Artificial intelligence for antimicrobial resistance: advancing reproducibility, interpretability, and clinical deployment

The shift of artificial intelligence for antimicrobial resistance (AI-AMR) from proof-of-concept studies to clinically embedded decision support critically hinges on establishing rigorous reproducibility, interpretability, and evaluation standards aligned with antimicrobial stewardship and patient safety. This review traces the field's evolution from rule-based gene matching through classical machine learning to deep learning models, foundation models, and generative models and proposes a pragmatic standards framework covering dataset curation, multi-site external validation, transparent model cards, and systematic error-cost analyses. Historically, progress was catalysed by curated resistome ontologies; modern practice demands FAIR-aligned curation, explicit bias and data-leakage audits, and prospective temporal and external geographic validation guided by emerging healthcare AI guidelines. To translate accuracy into safer prescribing, the review advocates cost-sensitive evaluation that quantifies false-positive and false-negative harms, integrates stewardship metrics (time-to-effective therapy, spectrum narrowing, days of therapy), and facilitates continuous post-deployment monitoring.
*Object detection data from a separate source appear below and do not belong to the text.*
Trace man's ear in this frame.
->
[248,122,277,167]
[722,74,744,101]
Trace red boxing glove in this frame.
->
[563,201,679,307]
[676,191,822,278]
Looking forward, federated learning, multimodal and foundation architectures, generative models for antimicrobial and peptide design, and explainable interfaces usable at the point-of-care are poised to reshape trustworthy and clinically deployable AI-AMR. The review concludes with a checklist for implementers: FAIR and diversity-by-design data curation, prospectively specified multi-site validation, standardised governance-linked model cards, and explicit stewardship-oriented error-cost trade-offs.